GRANT: There are very few row crops in this area, so whitetails typically consume acorns, native vegetation and any food plots provided by landowners.
GRANT: Soon after we arrived at the property, Jim and his manager had some questions about the Genesis no-till drill. It was easy to explain how to calibrate the drill and change the depth so different seeds can be planted at the appropriate depth for rapid germination.
GRANT: Well, I’m working today just about an hour and a half southwest of Tulsa, Oklahoma with Jim Fincher. Jim, thanks for having us down.
JIM: My pleasure.
GRANT: And we’re touring the property and it’s a lot of oak hickory forest in this part of the world, but we stumbled on an old native grass pasture. We’ve got some big bluestem right here and there’s lots of different grasses and forbs in the area. But, a lot of hardwood saplings come in there, so I’ve advised Jim to go ahead and mow it this year before we’re in turkey or nesting season and get this set back, so we don’t lose it.
GRANT: And then, we’re gonna let this grow up for bedding and cover. And more interior of the property, we’re gonna convert it to a food source or a food plot. So, just early in the tour today, but one gem we found – kind of a diamond in the rough – is an old pasture. Jim, I think you said the original landowner – the landowner you purchased it from – used to mow this for hay.
GRANT: And, obviously, he had native grasses in here.
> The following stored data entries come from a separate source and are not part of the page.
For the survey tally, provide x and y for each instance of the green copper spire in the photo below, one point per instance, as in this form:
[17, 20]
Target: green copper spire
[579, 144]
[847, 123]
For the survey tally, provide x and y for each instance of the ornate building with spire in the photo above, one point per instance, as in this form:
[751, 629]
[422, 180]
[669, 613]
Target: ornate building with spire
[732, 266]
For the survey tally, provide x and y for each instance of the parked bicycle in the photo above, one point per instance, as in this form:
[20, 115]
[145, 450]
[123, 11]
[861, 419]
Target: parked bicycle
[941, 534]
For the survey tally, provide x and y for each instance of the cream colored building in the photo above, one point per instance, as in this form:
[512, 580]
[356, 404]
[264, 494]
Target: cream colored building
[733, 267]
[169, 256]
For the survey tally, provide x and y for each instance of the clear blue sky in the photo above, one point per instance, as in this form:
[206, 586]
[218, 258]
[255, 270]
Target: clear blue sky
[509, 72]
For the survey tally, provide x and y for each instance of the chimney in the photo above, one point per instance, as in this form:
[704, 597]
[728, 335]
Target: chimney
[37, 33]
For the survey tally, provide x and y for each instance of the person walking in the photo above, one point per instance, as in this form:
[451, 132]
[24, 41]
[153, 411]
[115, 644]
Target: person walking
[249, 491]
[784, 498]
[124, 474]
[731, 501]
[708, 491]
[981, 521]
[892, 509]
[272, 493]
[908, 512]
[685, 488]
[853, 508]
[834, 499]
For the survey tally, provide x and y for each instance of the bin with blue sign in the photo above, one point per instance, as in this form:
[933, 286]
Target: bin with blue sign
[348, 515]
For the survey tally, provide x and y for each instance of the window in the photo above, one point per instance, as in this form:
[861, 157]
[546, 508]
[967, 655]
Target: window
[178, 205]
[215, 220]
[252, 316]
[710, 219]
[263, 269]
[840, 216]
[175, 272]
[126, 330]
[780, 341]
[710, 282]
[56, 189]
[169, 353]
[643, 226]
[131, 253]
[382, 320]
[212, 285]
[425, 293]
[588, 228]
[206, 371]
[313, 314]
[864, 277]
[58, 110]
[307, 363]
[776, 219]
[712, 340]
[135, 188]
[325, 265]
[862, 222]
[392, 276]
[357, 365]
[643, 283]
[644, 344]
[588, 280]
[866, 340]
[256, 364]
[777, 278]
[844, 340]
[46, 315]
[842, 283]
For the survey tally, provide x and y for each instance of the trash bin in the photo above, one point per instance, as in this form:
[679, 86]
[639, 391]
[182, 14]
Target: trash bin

GRANT: So, we’re gonna stimulate those native grasses. Hopefully, some day, get fire back in here. That will really help set back some of these hardwoods that are rea– really young in here. But for this year, we’re a little late. It’s too green to get a fire in here. I want to mow everything. Still plenty of time to grow up here closer to the border and get bedding and nesting cover. And a screen for the neighbors – to be realistic. More interior for the food plot.
GRANT: Whenever I’m assisting a landowner, I can’t wait to get out and start touring the property and see sign left by the deer. When we started touring Jim’s property, it became obvious very quickly that deer were browsing on several low quality forage species.
GRANT: We’re still working Mr. Fincher’s property in Oklahoma, but it’s a neat comparison to where we were just in in Illinois. You know, rich black soil, crops everywhere but in the winter it was kind of a biological desert. And up on Gregg’s property, well all the multiflora rose had been browsed. We showed you some, but, I mean, thousands of multiflora rose bushes in this timber and they’re all browsed heavily.
GRANT: There’s a little bit of old browse on this, but hundreds of fresh growth on here. We didn’t see any fresh growth in Illinois. Just a difference. ‘Cause on this property, there’s tons of fairly low-quality native browse. This is lower down the list. This is way lower than the forbs and even some of the young grasses growing in these areas.
GRANT: So, as a comparison – here we’ve got tons and tons of medium and low-quality forage. Multiflora rose is so far down the list, they’re not even touching it. Where we were in Illinois they were browsing it down to quarter inch stems – everything on here.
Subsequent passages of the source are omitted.